7
—... Mark asintió con un movimiento de cabeza y dijo: «Puntual al minuto, Morris» -relató el jefe del FBI, Edgar Hoover, a Thomas Lieven, que le escuchaba con gran atención.
Pamela Faber se sentaba muy seria a su lado. Los tres fumaban y tomaban café y coñac francés. Antes habían comido el pavo relleno.
Hoover se encendió un puro largo y grueso, exhaló una bocanada de humo azulado y dijo:
—Permítame que prosiga. Morris y Mark no congeniaban. Desde el primer momento se sintieron animados por una gran antipatía mutua. Pero habían de colaborar...
Sí, no les quedaba otro remedio que colaborar muy estrecha e íntimamente.

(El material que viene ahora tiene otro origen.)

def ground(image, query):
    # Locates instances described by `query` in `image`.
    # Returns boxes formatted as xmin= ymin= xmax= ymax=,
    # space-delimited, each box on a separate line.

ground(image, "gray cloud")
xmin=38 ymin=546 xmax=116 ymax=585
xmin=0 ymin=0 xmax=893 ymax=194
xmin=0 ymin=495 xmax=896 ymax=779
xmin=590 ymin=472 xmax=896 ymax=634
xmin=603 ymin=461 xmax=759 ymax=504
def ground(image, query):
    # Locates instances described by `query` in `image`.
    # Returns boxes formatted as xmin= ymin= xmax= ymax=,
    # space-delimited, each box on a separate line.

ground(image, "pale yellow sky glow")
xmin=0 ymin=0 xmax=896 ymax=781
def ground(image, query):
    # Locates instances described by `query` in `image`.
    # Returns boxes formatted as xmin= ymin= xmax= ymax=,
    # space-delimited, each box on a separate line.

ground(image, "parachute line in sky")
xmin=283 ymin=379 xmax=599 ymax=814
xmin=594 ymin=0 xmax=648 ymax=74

Aquella tarde, Mark le entregó a Morris dinero, una clave y le dio instrucciones de abrir un estudio fotográfico para que las autoridades no se extrañaran de dónde sacaba el dinero para vivir. Luego le indicó Mark dónde y de qué modo Morris había de depositar y recoger sus mensajes secretos.
Estos mensajes -microfilms no mayores que la cabeza de un alfiler- habían de ser ocultados en monedas, viejos pañuelos de papel y cortezas de naranja. Con ayuda de unas diminutas placas magnéticas podían pegarse bajo los bancos, aparatos de teléfonos públicos, cubos de la basura o buzones.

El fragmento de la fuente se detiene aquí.